The longer-term setup still seems like "heads I win – tails you lose" for gold. If the massive government/central bank liquidity stream is successful in propping up the economy without triggering inflation, there's no way they're going to be able to take that cookie jar away, which is super bullish for gold. And if at some point it triggers inflation, well, that tends to be bullish for gold as well.
Bonds are a different story as they're going to tend to respond more to the actual economy, but at this point there's more hope than evidence in terms of the recovery.

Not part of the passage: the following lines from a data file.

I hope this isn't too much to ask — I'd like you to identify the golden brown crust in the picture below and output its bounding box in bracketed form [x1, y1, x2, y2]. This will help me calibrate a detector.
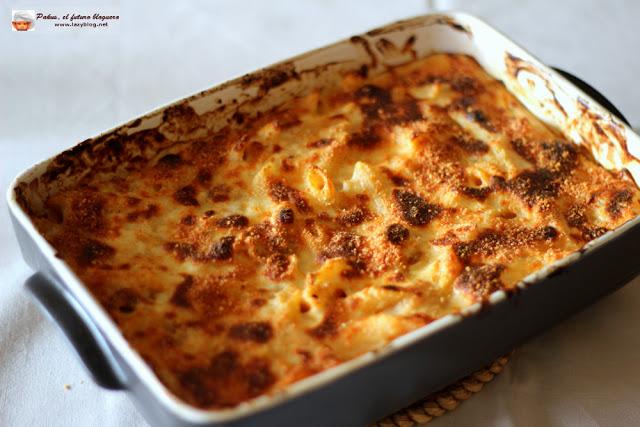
[23, 54, 640, 408]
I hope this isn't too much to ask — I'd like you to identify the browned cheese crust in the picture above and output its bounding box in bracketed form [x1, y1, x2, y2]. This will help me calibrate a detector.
[23, 54, 640, 408]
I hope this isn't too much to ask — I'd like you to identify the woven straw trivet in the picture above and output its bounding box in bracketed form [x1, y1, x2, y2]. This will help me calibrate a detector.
[371, 354, 511, 427]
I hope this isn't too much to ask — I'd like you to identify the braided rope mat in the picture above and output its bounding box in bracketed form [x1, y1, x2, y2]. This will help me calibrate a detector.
[371, 355, 510, 427]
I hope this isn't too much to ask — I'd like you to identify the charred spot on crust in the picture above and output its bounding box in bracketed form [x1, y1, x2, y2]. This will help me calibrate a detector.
[355, 84, 391, 106]
[229, 322, 273, 344]
[209, 184, 231, 202]
[278, 208, 295, 224]
[607, 190, 633, 219]
[355, 84, 422, 125]
[216, 214, 249, 228]
[539, 140, 578, 174]
[242, 141, 265, 163]
[507, 169, 560, 206]
[451, 136, 489, 154]
[459, 186, 493, 200]
[173, 185, 200, 206]
[320, 231, 363, 259]
[510, 138, 536, 163]
[164, 242, 198, 261]
[386, 224, 409, 245]
[453, 264, 505, 301]
[307, 138, 333, 148]
[127, 203, 160, 221]
[196, 169, 213, 185]
[180, 215, 196, 225]
[76, 239, 116, 266]
[158, 153, 182, 168]
[209, 350, 240, 378]
[269, 181, 311, 213]
[70, 192, 106, 233]
[108, 288, 140, 314]
[535, 225, 558, 240]
[265, 253, 290, 280]
[337, 206, 369, 226]
[383, 168, 410, 187]
[467, 109, 493, 127]
[453, 226, 558, 265]
[178, 350, 276, 407]
[210, 236, 235, 261]
[347, 129, 382, 148]
[511, 138, 578, 177]
[320, 231, 369, 279]
[393, 189, 442, 226]
[245, 359, 276, 397]
[451, 76, 481, 96]
[169, 274, 193, 308]
[564, 205, 609, 242]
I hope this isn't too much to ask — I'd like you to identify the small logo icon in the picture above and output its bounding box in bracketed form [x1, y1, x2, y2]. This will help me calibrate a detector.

At some point, the economic situation will change for the better. As that happens, the long-anticipated rotation out of the handful of reliably growing tech stocks and into the rest of the market will occur. Perceived safe-havens such as gold and bonds probably will take a hit at that point as well. We've seen the market head-fake that move numerous times over the past four months, but each time it has been short-lived. That will likely continue to be the case until the actual economic facts on the ground change.
Unfortunately, that day still appears to be somewhere off in the future. Gold and bonds continue to be an excellent consolation prize until then.